Matthew Berman of Forward Future recently toured this cutting-edge facility and spoke with Andrew Feldman, Co-Founder and CEO of Cerebras, and Billy Wooten, COO of Scale Data Centers, about the strategic decisions and technological breakthroughs that underpin this audacious endeavor. The conversation delved into everything from the surprising choice of location to the intricate engineering required to push the boundaries of AI acceleration.
Cerebras’ decision to build its flagship data center in Oklahoma City was a calculated one, moving beyond the traditional tech hubs. Feldman cited a confluence of factors: "reasonable labor costs," ample space for "build and expand," and crucially, "reasonably priced power." Beyond economics, the facility's design itself reflects its geographical reality. Constructed with reinforced concrete and engineered for tornado resilience, it ensures operational continuity in a region prone to severe weather, a critical consideration that even impacts the "cost of insurance," as Feldman noted. This foresight in physical infrastructure underscores a holistic approach to reliability.
At the heart of Cerebras' speed advantage lies its groundbreaking Wafer-Scale Engine (WSE). Feldman dramatically illustrated its scale by presenting a chip the size of a dinner plate, measuring 46,250 square millimeters. In stark contrast, a traditional chip, considered large at 750 square millimeters, is roughly the size of a postage stamp. This immense scale allows Cerebras to integrate an entire wafer of processors into a single, monolithic chip, eliminating the latency-inducing communication between discrete chips that plagues conventional GPU-based systems.
The profound impact of this design is in memory access. "We have all our memory on the chip," Feldman explained, highlighting the critical difference. Traditional GPUs suffer from "off-chip latency" when data must travel between the processor and external memory. By keeping memory directly on the wafer, Cerebras achieves a staggering "2.5 thousand times faster at getting to data and then using it," a performance leap that fundamentally redefines AI inference capabilities.
Such unprecedented compute density generates enormous heat, with a single wafer drawing 18 kilowatts of power. To manage this, Cerebras employs a sophisticated liquid cooling system, an approach they pioneered in 2017. The data center utilizes a 6,000-ton liquid-cooled chiller plant, sending 42-degree chilled water to the servers. This water then absorbs heat, returning at approximately 70 degrees, to be re-cooled in an efficient closed-loop system. Billy Wooten explained that the water is deliberately warmed to 70 degrees before reaching the wafers to prevent condensation, a precise temperature management strategy crucial for system integrity.

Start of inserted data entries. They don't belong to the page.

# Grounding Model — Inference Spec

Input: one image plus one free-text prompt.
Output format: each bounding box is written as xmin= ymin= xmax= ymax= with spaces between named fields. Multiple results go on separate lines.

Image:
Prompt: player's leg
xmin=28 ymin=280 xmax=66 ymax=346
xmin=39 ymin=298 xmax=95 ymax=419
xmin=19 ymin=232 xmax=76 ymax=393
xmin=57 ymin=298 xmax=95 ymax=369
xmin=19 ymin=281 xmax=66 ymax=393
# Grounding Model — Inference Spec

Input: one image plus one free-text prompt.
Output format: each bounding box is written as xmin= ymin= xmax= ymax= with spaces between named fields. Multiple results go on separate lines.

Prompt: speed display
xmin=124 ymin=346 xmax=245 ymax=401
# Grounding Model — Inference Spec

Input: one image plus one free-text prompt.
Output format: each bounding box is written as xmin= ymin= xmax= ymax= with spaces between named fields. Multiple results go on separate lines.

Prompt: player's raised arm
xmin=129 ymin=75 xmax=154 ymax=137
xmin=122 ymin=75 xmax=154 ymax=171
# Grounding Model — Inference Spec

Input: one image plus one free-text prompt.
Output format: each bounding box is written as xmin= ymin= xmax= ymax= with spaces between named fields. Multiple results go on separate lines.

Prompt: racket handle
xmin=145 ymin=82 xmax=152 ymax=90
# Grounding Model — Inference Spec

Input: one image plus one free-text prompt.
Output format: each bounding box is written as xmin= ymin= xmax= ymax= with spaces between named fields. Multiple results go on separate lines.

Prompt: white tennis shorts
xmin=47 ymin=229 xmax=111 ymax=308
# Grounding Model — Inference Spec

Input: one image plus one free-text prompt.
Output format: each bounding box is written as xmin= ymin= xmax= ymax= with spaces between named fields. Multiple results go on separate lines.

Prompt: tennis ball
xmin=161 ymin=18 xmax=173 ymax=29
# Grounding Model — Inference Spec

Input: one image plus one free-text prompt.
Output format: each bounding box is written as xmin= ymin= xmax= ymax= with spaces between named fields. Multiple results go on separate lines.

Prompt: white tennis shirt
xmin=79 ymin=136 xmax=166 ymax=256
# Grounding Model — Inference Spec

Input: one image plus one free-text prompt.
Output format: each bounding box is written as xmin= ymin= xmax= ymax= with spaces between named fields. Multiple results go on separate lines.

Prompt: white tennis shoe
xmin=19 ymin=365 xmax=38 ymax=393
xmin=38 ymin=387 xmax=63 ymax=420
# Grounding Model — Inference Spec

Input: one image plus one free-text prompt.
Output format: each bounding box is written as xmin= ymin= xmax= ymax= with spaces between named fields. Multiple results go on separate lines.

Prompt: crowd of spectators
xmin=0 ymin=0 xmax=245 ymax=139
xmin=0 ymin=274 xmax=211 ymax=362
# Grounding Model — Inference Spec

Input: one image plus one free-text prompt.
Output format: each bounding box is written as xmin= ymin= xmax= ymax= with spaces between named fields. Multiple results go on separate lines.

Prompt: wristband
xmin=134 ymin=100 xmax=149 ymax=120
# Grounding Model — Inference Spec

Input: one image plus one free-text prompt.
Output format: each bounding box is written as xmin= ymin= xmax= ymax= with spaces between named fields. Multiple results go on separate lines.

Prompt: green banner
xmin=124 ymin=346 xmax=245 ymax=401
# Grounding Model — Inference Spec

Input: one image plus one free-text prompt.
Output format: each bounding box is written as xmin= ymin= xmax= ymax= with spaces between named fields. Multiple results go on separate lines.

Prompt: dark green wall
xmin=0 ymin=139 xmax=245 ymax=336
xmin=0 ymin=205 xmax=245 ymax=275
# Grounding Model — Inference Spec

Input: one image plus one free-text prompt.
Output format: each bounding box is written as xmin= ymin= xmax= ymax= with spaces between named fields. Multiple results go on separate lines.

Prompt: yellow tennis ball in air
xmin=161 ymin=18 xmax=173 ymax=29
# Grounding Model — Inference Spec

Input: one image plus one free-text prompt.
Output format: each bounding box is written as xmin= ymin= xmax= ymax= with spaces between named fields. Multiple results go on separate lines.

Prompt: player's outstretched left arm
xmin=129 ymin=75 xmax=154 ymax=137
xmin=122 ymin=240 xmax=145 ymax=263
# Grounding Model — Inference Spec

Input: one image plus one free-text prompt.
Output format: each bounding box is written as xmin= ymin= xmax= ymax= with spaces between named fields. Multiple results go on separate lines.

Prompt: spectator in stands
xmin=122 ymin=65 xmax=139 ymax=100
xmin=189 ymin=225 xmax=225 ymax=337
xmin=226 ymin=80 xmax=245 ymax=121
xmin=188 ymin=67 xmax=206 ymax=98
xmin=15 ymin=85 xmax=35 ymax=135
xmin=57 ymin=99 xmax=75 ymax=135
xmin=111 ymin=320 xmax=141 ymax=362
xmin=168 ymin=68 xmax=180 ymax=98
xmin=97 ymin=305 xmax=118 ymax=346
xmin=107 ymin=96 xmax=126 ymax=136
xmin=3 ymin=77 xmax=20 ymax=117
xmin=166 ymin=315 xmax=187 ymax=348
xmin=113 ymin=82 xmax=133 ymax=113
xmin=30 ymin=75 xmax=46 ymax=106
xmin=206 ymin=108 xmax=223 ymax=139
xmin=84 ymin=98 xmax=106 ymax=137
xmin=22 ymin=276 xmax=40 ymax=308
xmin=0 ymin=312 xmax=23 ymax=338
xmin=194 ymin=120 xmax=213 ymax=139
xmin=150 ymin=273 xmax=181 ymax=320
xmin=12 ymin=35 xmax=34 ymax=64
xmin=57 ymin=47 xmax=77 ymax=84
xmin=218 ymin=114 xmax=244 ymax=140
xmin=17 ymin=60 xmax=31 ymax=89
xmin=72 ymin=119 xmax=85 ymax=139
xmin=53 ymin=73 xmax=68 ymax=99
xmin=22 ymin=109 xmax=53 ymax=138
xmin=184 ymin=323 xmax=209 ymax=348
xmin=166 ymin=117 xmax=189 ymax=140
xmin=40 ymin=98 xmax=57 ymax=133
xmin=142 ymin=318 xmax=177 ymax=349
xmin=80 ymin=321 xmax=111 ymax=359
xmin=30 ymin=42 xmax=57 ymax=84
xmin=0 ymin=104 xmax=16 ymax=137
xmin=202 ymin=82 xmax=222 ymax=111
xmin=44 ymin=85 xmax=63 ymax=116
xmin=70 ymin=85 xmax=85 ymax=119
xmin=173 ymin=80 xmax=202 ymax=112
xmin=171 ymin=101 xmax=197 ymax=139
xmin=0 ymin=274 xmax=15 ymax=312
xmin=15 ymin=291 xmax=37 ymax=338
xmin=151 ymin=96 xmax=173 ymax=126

Maintaining uninterrupted operation is paramount, leading to a robust power infrastructure. The primary power source is natural gas converted into electricity, supplemented by battery backups that bridge the gap for approximately five minutes until three massive 3-megawatt Caterpillar generators spin up. "This is how we're able to attain nearly perfect uptime," Feldman affirmed, emphasizing the redundancy and resilience built into the system. While other AI infrastructure providers often discuss "gigawatt scale" in terms of energy consumption, Cerebras focuses on "compute output," where their efficiency and unique architecture yield superior results.
Related Reading
- AI's Gold Rush: Disruption, Data Centers, and the New Economic Calculus
- Applied Digital CEO on $5 billion AI infrastructure lease with U.S.-based hyperscaler
- GE Vernova Powers AI Future Amidst Evolving Partnerships and Market Dynamics
The Cerebras commitment extends to domestic manufacturing, with all systems packaged and assembled in Milpitas, California. This strategic decision to maintain a U.S.-based hardware pipeline is seen as "an important part of being a good citizen in this economy," according to Feldman, aligning with broader national interests in technological independence. The rapid expansion continues, with a second data hall, OKC2, soon to be operational, adding another 20 ExaFLOPS – roughly ten times the capacity of the U.S. Department of Energy's largest supercomputer.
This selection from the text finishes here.